Data security sounds like a boring topic. However, it is quickly becoming one of the most important technologies in our modern world. Our data, communications, and transactions are increasingly digital, and they are all vulnerable to hacking. It’s estimated that hacking costs the world about $6 trillion per year as of 2021, and increasing. Slightly more than half of data breaches are due to hacking (the rest to some form of social engineering, like phishing). Cyberwarfare is now the new warfare between developed nations, and critical infrastructure may be vulnerable to hacks. Companies are now under constant attack by ransomware. Individuals may have their digital identities stolen, losing their savings and disrupting their lives.

About half of the problem is individual behavior, and this can be mitigated through education, company and governmental policies, and improved tools. But the other half is not due to any failure of personal behavior, but rather to straight-up hacking. This problem requires new technology to fix (in addition to institution-level responsibility to secure systems as much as possible). One aspect of hacking-resistance is authentication – you need a code to get into a system. This is the focus of a potential incremental advance in authentication systems, but let’s give some further background first.

Authentication involves a prover and a verifier. They might, for example, share a code, and the prover needs to provide the code to the verifier to confirm their identity. The inherent problem with this system is that the prover, by necessity, has to give up personal information (such as their code) during the verification process, and this is a point of attack for a hacker. To solve this problem, in the 1980s, programmers developed so-called “zero-knowledge proofs”. The idea is that the prover can demonstrate they have the code without giving up the code itself, and so it remains secure.

The primary way to construct a system for zero-knowledge proofs is to use a very complicated mathematical puzzle or calculation. The prover can then provide part or all of the solution, without revealing anything about the method of arriving at the solution. It’s like giving the answer without the hacker knowing the question, and since the answer changes each time, the hacker has no way of knowing what the next correct answer is supposed to be. He needs to hack the question.

The problem with this method is that it is based on the complex puzzle. However, these systems are based on the assumption that a specific encoding system is difficult to decode. Increasing hardware and software technology is making it easier for hackers to decode these systems, rendering them impotent. The first country to achieve “quantum superiority” with a workable quantum computer will have the ultimate cybersecurity advantage, with a system that can potentially hack any security in the world.

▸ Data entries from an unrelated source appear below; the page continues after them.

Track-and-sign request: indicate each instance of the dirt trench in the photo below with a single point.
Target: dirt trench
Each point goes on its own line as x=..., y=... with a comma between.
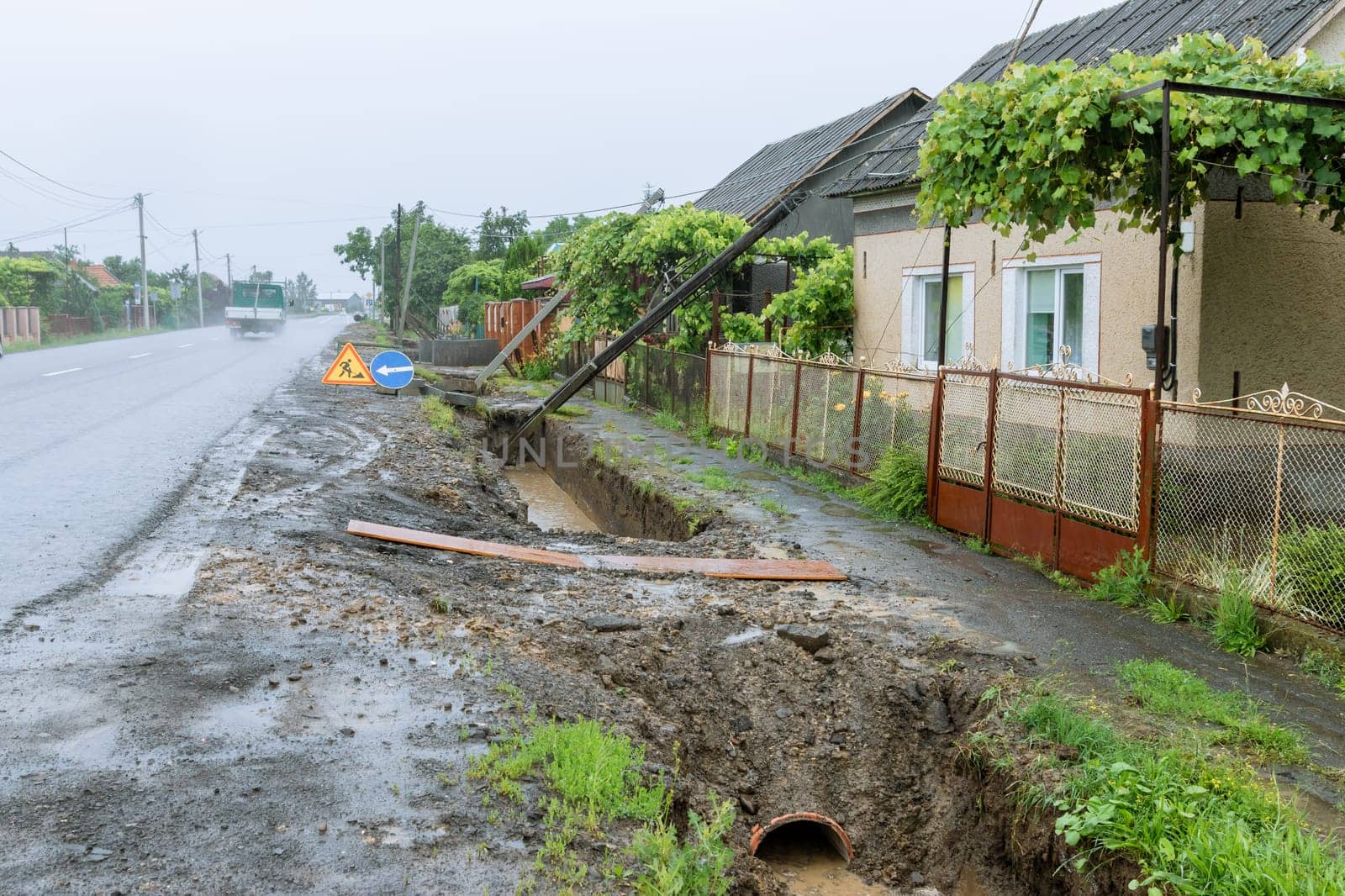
x=791, y=698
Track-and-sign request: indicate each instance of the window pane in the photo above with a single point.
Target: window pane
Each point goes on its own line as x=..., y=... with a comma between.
x=1073, y=309
x=1042, y=318
x=954, y=347
x=931, y=319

Now we get to the news item – a potential zero-knowledge proof not based on an encoded system but based on the laws of physics, specifically relativity. The idea is that two systems with the same code will verify be able to prove the code (without giving away all the information – so zero-knowledge) faster than the two systems can communicate in order to cheat (presumably by a hacker). This is based on the relativistic concept that information can never ever travel faster than the speed of light. So far this principle has born out, and it is very likely that this is a fundamental law of the universe that can never be broken.

If you have two systems that are far enough away (and this does not have to be that far, just 60 meters), they can calculate faster than they can communicate even in theory. The zero-knowledge proof system used in these experiments is the three color problem. Let’s say you have dots that can be one of three colors, and these dots (nodes) are connected in some network pattern. The problem is to make sure that no two nodes of the same color are connected. The prover can demonstrate to the verifier that it has a solution to a particular three-color puzzle by indicating the color of specific nodes. One puzzle can contain millions of nodes and connections, creating a problem impossible to solve by conventional computers (although potentially solvable by a powerful enough quantum computer, but that is not an issue for now). This is a zero-knowledge solution because the prover does not have to provide the entire puzzle solution. They can just demonstrate knowledge of a subset of pairs, enough to make it essentially impossible to guess but not enough to give away the entire code. Because the systems are far enough away, there is no way for a hacker to get the information from the verifier in time.

This sounds pretty secure, and may be the next thing in cybersecurity. Of course the “unhackable” system is akin to the “unsinkable” ship. Such claims often prove ironic. Rather, we need to look at cybersecurity as an arms race. We need to keep one step ahead of the hackers, but at no point do we have a forever unhackable system.

Hopefully this process will work and give another layer of security for a while. But the bigger picture is that we need to invest a great deal more money and resources into cybersecurity. The breaches of major companies and utilities over the last year prove this is a serious problem, and we ignore it at our own peril.